Some of this added up to disconnect for me, but when Jackson wanted to, he backed up his words with punitive action. He sued one of his trainers and two bloodstock advisors, accusing them of double-dealing in the purchase of horses and a farm in Kentucky. In 2004, Jackson had no small part in the drafting of a code of ethics that governed horses bought at auction in Kentucky. Through it all, Jackson remained loyal to the game. "I love the horse," he said in an interview with Dede Biles in The Blood-Horse last year. "I love this industry, and I like the people in it. Even the crooks have character, just not good character. What I mean is that there are interesting characters in this industry, and many of them are hard-working people. There's a lot of color here. But I'm not as enamored of the color as much as the media are. I think the media promote the wrong ethics sometimes by idolizing people who are less than totally ethical."

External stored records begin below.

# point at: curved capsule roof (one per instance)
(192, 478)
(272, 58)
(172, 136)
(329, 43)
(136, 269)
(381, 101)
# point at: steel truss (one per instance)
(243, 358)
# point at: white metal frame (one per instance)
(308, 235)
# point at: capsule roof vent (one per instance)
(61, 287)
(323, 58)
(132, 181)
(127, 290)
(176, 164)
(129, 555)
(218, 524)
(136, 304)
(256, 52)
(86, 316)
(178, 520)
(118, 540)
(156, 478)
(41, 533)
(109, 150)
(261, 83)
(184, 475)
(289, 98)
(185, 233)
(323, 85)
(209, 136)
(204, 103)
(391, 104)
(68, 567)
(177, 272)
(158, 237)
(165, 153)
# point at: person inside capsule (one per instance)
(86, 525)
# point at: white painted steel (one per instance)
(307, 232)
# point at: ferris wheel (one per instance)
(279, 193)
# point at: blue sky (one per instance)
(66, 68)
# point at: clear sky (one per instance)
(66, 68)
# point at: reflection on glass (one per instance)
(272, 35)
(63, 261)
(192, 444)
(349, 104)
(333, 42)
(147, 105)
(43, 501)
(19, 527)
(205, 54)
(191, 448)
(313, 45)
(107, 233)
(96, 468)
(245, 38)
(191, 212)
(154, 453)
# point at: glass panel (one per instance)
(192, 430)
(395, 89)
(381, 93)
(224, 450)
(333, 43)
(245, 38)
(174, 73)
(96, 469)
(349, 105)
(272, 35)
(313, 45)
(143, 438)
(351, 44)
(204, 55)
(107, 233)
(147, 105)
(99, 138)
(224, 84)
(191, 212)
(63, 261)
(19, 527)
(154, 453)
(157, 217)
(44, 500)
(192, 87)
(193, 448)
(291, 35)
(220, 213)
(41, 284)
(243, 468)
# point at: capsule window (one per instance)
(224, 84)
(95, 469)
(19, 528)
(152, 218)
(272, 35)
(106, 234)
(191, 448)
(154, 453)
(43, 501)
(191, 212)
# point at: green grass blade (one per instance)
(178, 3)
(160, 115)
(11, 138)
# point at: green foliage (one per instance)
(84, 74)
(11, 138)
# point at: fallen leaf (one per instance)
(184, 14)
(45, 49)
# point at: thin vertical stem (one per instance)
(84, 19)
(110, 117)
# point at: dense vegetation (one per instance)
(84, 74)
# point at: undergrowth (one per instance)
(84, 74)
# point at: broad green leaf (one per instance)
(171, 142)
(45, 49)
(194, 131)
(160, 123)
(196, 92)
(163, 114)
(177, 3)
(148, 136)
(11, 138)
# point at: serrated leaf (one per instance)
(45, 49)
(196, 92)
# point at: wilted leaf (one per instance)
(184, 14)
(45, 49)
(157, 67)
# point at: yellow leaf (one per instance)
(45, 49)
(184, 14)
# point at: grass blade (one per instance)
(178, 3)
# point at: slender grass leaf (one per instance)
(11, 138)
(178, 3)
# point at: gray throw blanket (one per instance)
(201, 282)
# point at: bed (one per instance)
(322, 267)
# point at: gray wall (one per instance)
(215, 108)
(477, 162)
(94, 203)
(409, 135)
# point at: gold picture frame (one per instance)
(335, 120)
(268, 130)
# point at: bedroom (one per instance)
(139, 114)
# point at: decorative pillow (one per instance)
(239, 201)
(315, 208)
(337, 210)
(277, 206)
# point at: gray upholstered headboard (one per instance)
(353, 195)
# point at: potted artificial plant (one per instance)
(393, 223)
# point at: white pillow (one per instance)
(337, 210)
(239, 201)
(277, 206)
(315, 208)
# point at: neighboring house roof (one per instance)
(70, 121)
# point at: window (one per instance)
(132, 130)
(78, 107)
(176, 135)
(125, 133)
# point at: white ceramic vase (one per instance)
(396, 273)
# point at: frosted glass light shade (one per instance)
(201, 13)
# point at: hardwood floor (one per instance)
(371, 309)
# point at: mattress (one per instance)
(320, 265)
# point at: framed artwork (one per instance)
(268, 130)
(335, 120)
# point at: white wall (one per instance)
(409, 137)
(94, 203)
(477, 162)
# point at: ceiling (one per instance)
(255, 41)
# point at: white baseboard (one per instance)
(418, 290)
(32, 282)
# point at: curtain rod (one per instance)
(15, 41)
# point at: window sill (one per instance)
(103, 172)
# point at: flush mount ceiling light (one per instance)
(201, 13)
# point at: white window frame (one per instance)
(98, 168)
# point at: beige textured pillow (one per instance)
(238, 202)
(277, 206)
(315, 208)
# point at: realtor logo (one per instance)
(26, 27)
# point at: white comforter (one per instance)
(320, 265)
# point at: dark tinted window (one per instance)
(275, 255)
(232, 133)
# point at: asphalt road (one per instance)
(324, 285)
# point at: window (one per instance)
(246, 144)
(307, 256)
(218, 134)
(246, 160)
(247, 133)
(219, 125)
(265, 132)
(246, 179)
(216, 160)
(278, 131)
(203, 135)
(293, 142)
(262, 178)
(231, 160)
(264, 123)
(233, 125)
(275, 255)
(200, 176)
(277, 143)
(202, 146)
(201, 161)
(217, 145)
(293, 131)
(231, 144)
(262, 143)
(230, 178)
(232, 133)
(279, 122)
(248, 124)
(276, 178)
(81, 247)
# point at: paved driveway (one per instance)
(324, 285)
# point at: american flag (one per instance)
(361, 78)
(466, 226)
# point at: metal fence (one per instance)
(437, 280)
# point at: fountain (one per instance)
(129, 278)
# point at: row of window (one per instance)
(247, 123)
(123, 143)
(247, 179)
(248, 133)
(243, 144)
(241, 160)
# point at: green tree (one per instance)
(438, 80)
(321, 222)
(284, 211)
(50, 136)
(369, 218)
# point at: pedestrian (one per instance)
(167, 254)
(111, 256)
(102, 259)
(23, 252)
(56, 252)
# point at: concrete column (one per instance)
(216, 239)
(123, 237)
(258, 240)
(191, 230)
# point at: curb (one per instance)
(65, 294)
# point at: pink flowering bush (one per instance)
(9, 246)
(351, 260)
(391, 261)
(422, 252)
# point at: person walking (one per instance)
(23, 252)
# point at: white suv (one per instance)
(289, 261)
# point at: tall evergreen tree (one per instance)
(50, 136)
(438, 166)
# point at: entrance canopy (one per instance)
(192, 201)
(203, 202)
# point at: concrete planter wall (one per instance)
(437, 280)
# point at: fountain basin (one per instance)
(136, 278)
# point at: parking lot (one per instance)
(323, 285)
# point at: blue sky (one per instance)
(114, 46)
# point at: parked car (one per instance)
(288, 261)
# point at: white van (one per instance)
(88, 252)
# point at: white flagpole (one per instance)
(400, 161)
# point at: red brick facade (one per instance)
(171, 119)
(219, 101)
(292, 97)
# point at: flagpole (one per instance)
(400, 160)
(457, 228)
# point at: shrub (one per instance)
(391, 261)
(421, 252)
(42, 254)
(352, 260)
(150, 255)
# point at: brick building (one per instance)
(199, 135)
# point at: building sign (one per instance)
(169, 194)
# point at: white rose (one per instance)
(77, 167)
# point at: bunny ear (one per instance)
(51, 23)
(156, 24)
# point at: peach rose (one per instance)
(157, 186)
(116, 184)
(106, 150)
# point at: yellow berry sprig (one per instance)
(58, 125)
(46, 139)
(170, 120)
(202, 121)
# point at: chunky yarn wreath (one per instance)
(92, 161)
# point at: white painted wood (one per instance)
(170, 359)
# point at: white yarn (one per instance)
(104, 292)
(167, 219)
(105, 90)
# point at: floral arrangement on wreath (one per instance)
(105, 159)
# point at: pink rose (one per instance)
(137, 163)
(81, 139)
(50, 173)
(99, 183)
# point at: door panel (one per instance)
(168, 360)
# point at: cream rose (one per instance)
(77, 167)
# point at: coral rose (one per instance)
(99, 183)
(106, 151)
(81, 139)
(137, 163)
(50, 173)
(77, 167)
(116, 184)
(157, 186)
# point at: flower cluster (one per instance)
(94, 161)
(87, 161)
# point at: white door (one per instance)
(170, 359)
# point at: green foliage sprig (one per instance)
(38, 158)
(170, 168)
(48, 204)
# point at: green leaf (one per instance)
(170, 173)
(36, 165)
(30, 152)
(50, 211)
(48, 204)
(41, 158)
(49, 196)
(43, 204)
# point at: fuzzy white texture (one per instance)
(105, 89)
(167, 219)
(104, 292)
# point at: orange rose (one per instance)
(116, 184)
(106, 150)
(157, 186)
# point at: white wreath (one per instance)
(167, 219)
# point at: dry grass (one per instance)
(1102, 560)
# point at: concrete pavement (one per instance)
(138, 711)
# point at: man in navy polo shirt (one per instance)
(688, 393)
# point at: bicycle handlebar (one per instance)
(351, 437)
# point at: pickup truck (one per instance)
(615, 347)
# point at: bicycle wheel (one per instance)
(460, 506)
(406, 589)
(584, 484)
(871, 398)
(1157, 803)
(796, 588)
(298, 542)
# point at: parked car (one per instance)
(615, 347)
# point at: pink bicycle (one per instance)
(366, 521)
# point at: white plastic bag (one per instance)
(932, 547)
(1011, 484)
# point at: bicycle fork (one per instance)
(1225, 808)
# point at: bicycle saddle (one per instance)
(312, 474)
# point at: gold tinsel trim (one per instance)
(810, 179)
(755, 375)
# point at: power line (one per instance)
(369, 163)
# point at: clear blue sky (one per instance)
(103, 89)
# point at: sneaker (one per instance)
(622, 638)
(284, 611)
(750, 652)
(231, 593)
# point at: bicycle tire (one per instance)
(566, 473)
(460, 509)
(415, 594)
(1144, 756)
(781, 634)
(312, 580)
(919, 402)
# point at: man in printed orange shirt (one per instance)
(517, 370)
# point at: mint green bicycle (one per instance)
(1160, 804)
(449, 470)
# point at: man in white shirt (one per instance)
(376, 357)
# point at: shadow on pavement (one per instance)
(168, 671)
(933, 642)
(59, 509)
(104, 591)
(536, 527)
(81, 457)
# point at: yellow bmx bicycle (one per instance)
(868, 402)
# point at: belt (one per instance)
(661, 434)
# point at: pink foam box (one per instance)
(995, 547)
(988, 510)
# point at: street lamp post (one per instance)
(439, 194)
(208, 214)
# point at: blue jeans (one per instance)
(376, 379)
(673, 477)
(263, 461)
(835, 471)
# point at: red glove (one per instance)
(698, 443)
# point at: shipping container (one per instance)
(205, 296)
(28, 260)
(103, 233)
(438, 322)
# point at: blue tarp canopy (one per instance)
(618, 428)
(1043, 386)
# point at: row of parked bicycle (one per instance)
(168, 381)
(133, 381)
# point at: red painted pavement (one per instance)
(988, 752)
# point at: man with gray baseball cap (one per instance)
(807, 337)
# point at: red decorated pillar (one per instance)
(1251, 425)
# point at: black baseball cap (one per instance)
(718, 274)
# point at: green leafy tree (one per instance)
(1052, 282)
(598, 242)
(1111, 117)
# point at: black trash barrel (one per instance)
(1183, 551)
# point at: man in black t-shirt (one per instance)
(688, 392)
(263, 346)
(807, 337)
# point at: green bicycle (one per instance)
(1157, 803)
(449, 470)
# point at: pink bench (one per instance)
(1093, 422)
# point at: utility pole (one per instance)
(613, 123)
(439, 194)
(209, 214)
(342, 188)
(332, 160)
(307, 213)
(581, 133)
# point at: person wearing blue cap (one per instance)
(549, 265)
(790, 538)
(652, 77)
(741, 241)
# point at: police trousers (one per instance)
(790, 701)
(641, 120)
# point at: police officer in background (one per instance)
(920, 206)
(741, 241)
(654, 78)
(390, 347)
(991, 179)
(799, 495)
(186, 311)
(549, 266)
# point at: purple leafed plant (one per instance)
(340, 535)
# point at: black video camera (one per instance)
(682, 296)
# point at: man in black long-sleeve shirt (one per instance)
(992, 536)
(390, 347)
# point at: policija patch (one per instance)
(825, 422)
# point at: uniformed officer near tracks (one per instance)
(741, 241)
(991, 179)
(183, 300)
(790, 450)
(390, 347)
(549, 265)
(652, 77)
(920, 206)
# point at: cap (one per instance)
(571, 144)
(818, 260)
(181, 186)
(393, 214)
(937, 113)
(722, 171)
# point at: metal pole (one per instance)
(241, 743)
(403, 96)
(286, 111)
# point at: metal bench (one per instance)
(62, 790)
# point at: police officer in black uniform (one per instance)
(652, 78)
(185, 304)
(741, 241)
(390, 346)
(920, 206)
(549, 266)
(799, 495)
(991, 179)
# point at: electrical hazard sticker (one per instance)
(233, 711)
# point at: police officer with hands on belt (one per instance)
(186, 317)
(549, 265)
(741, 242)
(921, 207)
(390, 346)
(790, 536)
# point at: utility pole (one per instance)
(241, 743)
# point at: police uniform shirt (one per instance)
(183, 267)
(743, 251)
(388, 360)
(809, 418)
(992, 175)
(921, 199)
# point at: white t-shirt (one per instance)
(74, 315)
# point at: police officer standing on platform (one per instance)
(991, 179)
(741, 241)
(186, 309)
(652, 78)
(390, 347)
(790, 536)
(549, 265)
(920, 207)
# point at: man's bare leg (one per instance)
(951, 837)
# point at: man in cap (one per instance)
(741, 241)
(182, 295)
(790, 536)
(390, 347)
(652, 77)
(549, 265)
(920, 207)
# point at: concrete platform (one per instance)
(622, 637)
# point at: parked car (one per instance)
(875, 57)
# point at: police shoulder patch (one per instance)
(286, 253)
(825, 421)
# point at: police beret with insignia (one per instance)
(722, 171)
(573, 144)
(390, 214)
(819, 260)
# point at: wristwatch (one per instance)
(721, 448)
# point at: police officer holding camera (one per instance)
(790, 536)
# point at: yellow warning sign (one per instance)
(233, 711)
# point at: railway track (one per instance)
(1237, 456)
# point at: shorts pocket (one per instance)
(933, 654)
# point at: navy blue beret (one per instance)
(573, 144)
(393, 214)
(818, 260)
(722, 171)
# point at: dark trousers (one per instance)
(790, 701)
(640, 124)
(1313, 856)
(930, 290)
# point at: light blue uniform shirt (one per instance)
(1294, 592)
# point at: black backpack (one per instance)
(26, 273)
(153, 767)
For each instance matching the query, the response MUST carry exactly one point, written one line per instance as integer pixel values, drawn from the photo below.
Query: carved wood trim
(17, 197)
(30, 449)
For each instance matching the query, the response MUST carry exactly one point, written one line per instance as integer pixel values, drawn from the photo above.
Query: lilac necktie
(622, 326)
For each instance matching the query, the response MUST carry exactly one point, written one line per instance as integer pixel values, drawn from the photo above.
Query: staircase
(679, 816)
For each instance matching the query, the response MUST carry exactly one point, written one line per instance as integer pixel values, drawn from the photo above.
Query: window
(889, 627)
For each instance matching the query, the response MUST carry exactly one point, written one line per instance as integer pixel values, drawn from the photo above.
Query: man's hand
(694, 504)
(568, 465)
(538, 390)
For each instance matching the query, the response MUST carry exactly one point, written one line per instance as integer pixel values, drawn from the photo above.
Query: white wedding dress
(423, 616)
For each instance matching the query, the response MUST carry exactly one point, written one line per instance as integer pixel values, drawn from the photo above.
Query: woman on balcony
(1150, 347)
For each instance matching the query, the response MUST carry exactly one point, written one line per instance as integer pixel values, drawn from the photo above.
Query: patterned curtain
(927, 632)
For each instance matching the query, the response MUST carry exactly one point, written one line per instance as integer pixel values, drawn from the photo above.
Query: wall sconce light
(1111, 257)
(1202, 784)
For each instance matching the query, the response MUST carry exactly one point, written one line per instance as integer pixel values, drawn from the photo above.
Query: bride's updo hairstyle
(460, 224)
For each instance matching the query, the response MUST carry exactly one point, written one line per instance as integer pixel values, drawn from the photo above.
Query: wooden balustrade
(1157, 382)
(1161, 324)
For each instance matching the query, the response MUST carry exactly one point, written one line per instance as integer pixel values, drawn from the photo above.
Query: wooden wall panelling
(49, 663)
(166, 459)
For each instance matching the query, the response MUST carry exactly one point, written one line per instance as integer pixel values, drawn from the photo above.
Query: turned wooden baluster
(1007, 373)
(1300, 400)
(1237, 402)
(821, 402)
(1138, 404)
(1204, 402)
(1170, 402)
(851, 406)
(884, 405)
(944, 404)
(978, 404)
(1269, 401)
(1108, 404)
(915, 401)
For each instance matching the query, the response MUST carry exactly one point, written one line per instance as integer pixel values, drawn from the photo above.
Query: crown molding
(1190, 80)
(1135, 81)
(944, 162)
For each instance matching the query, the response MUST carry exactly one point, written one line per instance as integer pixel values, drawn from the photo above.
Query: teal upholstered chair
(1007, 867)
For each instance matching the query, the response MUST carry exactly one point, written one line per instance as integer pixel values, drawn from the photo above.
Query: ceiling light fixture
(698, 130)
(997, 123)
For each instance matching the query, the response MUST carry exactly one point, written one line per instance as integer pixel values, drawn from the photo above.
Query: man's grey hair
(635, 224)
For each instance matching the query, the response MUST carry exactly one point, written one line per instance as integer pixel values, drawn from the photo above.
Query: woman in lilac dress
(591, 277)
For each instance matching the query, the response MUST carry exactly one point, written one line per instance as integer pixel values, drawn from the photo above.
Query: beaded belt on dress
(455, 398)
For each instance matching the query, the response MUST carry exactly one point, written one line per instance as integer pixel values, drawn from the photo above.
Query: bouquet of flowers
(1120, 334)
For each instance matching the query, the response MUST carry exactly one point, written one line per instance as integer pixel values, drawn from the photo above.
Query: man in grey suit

When he died, victim of a rare form of skin cancer, he was also still at the top of the wine-making world, an endeavor that once accounted for wealth of $1.9 billion, according to Forbes magazine. He and his first of two wives turned an 80-acre walnut and pear orchard in Northern California into Kendall-Jackson, a winery that gave middle-priced chardonnay a good name.

Cancer treatments had turned him bald, but he covered that with a snappy tweed hat, and less than a year ago he didn't sound like his exit was near. "(It's not) melanoma, and it's not going to kill me," he told The Blood-Horse. "I know there are some people who might prefer I disappear, but I'm going to be around for a long time."

What I liked most about Jackson was his eagerness to tackle the questions, any of the questions. Whether I could have worked for him longer than five minutes, that was another matter. I interviewed him on the phone once, during a session when we were joined on a third line by one of his PR people. When the subject matter turned sensitive, she felt obligated to jump in.

"Will you please shut up?" Jess Jackson said. "I want to answer this, and I'm going to."